Matt hastily left. He wondered how many bodies were buried out there. If it took one thousand eejits to run an opium farm, and each one lived for six months, and the ranch had existed for a hundred years . . . It was like one of the problems he’d been given when he studied math. The answer was two hundred thousand bodies. That was if only one thousand eejits were needed. The real number was much higher.
He ought to return to the hacienda to work on the books and answer frantic calls from dealers who hadn’t received their shipments. But the weather was too good. He had a bottle of water attached to his saddle—Cienfuegos insisted that he go nowhere without it—and he had a packed lunch. Matt turned the horse toward the Ajo hills.
He skirted the eejit pens, knowing from experience how foul they were. That would be his next project, to construct better, cleaner housing. He could see ponds of fetid waste and a miasma of stinking haze near the water purification plant. An underground canal flowed from where the Colorado River emptied into the Gulf of California, and the water needed extensive cleaning. The river had become so polluted that nothing could live in it except mutated horrors. If you ate one of its fish, your lips blistered.
Long ago the gulf had extended farther north, and the water had been full of life. The great whales had used it as a nursery, but now the whales were gone and their bones filled a great pit near the plankton factory.
It was strange that Opium contained a running sore like the eejit pens. It was completely unnecessary, yet El Patrón had seen nothing wrong with housing his slaves there and feeding them plankton pellets. As Cienfuegos said, he was an accidental ecologist. If he’d paid more attention to the rest of the country, it would have deteriorated like the rest of the world.
The rest of the world had turned into God’s Ashtray. Forests had been cut down, animals hunted to extinction, land poisoned, and water polluted. God had finally grown tired of his unruly children and was in the process of stubbing them out.
Matt rode on until he reached the dry streambed that led into the hills. He dismounted, led the horse into the shade of a cliff, and tethered it to a wooden trough. He filled the trough with water from an old, rusty pump, and the animal eagerly began drinking. “I’ll be back in a couple of hours,” the boy told it, scratching it under the chin at a sweet spot he’d discovered horses liked.
What a difference it made to have a creature that could respond to his voice! Unlike a Safe Horse, it could twitch its hide when flies landed on it and snort when it smelled something interesting.
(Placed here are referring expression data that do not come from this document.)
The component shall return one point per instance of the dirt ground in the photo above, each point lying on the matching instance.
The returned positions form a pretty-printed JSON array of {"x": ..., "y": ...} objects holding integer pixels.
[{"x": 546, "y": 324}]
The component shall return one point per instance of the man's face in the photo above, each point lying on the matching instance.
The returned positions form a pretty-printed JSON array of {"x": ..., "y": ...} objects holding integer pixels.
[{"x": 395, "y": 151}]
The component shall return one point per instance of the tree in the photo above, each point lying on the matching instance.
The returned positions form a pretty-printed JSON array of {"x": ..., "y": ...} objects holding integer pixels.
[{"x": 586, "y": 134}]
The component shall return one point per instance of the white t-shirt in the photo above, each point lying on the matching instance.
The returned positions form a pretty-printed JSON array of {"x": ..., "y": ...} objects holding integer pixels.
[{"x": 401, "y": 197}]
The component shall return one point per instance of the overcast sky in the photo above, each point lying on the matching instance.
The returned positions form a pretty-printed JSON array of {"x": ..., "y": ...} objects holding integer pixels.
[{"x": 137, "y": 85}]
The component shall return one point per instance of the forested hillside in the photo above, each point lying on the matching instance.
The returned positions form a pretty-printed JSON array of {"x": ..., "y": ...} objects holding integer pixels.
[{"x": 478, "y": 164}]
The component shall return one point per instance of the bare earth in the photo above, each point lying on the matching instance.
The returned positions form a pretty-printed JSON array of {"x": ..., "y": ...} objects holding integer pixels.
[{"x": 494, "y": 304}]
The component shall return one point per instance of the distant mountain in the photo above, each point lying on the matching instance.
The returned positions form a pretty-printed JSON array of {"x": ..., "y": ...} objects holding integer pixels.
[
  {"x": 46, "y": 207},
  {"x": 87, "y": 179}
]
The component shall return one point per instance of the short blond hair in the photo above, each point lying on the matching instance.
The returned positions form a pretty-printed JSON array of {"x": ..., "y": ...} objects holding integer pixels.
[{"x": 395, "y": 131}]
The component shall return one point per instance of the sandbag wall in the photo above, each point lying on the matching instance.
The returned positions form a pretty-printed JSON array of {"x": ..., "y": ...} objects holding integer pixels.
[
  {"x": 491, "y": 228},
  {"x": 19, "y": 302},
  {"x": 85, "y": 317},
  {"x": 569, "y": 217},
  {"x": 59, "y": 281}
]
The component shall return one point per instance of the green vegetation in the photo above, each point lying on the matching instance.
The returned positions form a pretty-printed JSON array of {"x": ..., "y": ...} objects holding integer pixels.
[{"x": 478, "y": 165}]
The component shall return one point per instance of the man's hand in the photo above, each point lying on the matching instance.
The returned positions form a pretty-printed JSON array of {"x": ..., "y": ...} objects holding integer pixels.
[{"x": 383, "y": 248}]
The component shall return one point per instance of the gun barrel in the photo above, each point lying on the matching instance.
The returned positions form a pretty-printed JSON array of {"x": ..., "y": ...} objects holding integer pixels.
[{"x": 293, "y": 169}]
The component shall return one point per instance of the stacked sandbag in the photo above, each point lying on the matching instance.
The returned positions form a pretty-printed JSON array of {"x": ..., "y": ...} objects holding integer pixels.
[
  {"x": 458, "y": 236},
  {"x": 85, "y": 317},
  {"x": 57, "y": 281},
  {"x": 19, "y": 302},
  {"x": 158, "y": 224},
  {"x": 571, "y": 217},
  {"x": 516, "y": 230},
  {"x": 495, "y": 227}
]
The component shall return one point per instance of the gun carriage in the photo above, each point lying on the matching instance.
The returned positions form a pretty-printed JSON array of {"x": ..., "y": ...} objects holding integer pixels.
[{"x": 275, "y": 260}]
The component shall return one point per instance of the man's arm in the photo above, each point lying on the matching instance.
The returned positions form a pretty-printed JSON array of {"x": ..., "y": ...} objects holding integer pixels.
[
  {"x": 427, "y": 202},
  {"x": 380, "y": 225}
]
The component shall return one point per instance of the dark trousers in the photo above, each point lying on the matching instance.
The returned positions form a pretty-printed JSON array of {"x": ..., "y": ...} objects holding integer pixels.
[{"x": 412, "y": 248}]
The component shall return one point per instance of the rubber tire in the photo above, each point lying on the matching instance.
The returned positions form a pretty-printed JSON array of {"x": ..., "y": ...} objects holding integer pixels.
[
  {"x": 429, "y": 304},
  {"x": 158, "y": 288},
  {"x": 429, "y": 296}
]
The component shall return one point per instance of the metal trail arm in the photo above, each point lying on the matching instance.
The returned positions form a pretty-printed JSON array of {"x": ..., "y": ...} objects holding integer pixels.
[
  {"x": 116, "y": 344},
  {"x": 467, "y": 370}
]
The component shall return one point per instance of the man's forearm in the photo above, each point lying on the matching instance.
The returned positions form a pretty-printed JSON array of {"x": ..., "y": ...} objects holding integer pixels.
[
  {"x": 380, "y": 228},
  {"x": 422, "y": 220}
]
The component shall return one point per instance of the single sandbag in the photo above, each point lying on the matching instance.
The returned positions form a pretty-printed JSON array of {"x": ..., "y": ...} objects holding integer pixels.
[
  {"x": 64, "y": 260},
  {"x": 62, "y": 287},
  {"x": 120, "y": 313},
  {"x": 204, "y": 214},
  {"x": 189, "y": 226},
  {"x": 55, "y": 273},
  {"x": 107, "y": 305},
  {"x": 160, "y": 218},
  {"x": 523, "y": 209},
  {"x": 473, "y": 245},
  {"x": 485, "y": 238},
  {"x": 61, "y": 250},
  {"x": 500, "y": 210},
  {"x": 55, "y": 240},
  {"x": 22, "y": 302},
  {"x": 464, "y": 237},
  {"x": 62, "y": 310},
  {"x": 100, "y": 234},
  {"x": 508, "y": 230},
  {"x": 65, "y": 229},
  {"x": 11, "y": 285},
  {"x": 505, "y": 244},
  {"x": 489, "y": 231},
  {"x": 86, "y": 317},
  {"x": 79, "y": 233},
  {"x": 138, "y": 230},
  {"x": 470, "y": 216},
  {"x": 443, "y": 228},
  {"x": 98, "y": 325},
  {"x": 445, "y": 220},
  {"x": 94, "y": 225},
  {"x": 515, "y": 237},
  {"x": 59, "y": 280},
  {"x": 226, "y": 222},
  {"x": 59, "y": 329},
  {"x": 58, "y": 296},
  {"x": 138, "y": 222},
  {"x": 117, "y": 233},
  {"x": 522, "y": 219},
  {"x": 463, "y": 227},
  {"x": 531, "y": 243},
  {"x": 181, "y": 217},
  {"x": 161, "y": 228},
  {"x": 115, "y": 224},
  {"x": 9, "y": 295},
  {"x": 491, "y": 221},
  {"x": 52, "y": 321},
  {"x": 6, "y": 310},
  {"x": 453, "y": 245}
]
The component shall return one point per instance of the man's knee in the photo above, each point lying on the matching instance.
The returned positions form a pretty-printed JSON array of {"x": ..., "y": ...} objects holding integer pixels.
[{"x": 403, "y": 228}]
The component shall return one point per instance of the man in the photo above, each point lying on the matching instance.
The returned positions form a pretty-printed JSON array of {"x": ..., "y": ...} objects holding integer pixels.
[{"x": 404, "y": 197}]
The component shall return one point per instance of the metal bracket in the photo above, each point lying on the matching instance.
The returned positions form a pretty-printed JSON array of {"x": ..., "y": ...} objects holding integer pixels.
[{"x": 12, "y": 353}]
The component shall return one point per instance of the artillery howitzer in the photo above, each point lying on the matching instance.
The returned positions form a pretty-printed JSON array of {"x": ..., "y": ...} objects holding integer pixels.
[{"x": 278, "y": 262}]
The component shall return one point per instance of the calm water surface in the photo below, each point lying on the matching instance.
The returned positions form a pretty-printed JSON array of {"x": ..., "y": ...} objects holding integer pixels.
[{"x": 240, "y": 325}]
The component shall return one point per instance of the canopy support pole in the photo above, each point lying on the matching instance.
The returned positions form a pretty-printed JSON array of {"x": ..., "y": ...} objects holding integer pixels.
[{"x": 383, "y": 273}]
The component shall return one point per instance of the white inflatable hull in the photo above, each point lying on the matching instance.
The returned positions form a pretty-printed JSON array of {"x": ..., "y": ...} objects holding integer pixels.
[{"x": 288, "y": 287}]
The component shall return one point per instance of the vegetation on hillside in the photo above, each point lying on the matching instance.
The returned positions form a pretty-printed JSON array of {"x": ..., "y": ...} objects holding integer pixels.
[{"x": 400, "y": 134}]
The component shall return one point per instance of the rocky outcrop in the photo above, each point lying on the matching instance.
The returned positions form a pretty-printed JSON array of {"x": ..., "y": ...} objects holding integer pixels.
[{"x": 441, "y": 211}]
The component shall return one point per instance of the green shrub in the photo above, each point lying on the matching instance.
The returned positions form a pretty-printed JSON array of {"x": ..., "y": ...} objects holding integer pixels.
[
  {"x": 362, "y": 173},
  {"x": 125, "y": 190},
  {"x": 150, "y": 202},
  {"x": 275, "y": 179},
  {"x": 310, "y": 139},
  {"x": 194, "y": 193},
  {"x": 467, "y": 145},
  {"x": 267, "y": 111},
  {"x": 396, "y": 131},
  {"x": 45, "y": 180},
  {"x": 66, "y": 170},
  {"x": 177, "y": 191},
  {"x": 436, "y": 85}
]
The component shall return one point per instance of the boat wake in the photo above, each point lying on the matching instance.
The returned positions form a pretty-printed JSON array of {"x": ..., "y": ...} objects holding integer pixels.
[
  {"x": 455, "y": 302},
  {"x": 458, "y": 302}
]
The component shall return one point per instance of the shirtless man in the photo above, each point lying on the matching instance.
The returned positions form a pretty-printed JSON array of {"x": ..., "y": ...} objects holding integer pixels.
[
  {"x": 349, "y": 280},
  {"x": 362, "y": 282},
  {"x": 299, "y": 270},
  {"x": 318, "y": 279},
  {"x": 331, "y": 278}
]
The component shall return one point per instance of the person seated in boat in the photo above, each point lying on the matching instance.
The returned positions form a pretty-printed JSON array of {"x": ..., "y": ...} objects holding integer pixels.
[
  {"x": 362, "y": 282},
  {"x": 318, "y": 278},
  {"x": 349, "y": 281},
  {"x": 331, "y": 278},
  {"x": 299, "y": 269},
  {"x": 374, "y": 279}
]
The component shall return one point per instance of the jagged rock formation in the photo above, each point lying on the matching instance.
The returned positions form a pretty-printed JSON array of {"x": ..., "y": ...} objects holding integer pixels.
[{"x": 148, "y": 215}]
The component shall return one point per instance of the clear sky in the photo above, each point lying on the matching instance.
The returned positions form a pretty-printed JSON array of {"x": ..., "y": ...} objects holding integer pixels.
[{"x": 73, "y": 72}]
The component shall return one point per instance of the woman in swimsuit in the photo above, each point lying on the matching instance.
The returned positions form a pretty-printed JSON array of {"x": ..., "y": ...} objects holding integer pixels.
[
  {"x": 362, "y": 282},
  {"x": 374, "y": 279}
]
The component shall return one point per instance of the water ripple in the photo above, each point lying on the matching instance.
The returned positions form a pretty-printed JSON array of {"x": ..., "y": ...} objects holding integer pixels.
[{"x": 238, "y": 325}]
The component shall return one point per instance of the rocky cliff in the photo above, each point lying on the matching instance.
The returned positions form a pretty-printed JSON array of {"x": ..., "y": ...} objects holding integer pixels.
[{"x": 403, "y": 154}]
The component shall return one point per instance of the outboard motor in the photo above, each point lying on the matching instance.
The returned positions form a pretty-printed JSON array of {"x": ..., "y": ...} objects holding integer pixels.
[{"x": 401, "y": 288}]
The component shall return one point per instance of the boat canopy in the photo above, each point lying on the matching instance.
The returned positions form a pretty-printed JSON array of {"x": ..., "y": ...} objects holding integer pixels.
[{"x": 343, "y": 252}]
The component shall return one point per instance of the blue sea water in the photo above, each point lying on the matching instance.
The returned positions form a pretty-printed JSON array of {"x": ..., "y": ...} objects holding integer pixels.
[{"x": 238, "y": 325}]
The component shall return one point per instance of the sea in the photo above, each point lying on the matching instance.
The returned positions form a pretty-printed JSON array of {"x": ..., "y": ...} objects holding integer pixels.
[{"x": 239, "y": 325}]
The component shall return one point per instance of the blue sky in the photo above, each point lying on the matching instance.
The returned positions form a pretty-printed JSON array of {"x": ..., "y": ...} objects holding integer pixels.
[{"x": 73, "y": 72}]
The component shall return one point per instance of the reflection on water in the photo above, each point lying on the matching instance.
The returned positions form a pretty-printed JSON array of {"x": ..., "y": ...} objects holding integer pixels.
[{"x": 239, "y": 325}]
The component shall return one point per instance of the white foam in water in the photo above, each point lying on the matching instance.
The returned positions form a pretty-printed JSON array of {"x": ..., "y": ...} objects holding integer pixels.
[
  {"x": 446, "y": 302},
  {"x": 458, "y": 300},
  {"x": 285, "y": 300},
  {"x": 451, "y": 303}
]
Matt had ordered that no more animals should be microchipped and that the ones already harmed should be cared for until the doctors discovered a cure. If Ton-Ton or Chacho got thrown off while learning to ride a Real Horse, that was their problem.
Thinking of his friends, he sighed and walked up the dry stream. When he got to the boulder blocking the trail, he looked back. Behind him was desert. Ahead—after he climbed through the donut hole—was another world. Matt hadn’t been there since the first night he returned to Opium.
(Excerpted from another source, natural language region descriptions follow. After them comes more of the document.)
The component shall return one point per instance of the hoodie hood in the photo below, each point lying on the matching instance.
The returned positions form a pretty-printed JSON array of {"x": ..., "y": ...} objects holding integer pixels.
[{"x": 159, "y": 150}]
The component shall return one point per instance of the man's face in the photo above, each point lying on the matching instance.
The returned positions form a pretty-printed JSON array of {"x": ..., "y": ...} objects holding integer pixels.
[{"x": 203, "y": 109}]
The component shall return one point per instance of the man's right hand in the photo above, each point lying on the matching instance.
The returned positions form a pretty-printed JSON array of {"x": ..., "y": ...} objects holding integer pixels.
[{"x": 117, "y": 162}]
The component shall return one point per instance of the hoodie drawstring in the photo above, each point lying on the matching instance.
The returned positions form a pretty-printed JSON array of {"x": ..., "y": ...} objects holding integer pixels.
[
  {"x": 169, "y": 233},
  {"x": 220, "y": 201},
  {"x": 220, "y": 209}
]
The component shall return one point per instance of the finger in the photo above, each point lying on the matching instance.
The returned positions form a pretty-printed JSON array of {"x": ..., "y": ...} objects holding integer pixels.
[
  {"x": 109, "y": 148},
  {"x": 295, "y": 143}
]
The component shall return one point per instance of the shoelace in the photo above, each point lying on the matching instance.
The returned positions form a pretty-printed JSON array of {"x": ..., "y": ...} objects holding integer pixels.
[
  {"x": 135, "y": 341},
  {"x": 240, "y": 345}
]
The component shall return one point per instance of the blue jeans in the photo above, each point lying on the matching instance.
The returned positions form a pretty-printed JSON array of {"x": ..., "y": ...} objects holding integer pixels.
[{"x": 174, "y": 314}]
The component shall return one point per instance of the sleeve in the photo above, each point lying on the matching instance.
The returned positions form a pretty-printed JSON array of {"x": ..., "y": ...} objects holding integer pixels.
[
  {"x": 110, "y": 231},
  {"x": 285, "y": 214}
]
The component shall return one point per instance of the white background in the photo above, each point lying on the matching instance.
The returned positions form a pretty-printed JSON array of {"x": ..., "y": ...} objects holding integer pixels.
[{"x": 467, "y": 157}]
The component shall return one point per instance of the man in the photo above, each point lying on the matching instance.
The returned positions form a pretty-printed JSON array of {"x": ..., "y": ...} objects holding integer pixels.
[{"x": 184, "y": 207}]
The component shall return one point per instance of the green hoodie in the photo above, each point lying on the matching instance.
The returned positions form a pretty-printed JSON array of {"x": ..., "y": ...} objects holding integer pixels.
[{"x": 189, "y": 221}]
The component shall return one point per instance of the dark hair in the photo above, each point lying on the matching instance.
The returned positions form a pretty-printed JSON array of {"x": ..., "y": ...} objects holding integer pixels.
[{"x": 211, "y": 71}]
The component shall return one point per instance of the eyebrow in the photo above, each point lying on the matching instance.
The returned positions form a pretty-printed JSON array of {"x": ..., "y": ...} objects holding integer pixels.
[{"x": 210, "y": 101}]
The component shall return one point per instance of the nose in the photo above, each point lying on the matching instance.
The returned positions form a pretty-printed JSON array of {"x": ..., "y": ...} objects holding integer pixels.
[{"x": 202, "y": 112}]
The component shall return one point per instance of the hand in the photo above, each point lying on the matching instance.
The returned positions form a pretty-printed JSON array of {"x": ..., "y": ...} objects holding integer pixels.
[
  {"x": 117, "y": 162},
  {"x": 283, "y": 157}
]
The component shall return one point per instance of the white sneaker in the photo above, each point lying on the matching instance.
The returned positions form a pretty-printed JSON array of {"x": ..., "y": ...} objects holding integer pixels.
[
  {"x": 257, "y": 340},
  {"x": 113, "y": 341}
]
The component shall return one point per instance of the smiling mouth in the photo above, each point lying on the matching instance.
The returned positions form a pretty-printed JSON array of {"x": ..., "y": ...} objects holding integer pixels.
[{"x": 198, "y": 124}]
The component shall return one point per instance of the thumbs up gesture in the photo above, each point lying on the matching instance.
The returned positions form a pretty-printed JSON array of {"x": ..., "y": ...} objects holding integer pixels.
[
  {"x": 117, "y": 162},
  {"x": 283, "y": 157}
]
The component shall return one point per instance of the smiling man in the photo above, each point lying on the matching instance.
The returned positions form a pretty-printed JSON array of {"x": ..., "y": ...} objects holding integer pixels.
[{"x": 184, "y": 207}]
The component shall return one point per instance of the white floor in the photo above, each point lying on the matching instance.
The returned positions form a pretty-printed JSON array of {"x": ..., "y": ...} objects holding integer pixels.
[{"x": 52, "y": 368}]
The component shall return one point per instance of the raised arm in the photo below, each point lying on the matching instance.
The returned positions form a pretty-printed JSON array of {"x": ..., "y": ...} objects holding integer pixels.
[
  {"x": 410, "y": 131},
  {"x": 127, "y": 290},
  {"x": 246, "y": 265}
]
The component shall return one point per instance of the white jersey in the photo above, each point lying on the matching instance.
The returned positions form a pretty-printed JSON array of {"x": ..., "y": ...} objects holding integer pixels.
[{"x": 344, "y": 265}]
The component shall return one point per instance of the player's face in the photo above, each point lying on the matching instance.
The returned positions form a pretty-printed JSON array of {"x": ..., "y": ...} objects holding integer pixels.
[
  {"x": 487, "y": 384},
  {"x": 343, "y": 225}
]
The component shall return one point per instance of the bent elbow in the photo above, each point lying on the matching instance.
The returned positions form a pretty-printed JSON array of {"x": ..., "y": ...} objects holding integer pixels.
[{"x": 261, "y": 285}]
Creosote bushes and paloverde trees framed a small, narrow valley, and in the center was the oasis. A ripple of little fish moved away as he approached. “I’m back,” Matt announced to no one in particular. He didn’t expect an answer and didn’t get one, yet he had the feeling that the place wasn’t deserted. He sat in the shade of the old grape arbor, after sweeping the ground for scorpions, and ate his lunch.
A small flock of sandhill cranes floated on the far side of the pool. More circled in the air, uttering high, sweet cries. Tam Lin said that in the old days they flew all the way from Siberia to spend the winter here. When spring came they flew back, but El Patrón had fixed them so that they no longer migrated. That first summer must have been hell for them, the bodyguard had said. But the birds had adjusted, as the lions had, to the new environment.
“I’m the new Lord of Opium,” Matt told Tam Lin. “I don’t think you ever expected that. I sure didn’t. Everyone treats me differently now. Celia calls me patrón and won’t eat with me anymore.” It felt good to talk, even if his friend couldn’t answer.
Matt told him about Dr. Rivas, the Bug, and Listen. “I like Listen even though she’s usually a pest. Cienfuegos likes her too. I guess you knew him.” Matt talked about losing Chacho’s friendship. He described how El Patrón sometimes seemed to be inside his head, telling him what to do.
Not here, said a voice. Matt jumped. He wasn’t sure whether it had been an actual voice or an illusion. “What isn’t here?” he said cautiously.
Heed the high cliffs, lad. They keep things out. Matt didn’t understand the meaning of this. He wondered whether he was remembering something Tam Lin had actually said on one of their visits. He sat quietly for a while. The voice didn’t come again.
33
MIRASOL DANCES
He had dinner alone with Mirasol, because everyone else was at the guitar factory. “It’s not my fault,” he told her. “I didn’t turn Eusebio into an eejit, but they blame me just the same. Why can’t they understand that I was just as much a prisoner as he was for many years?”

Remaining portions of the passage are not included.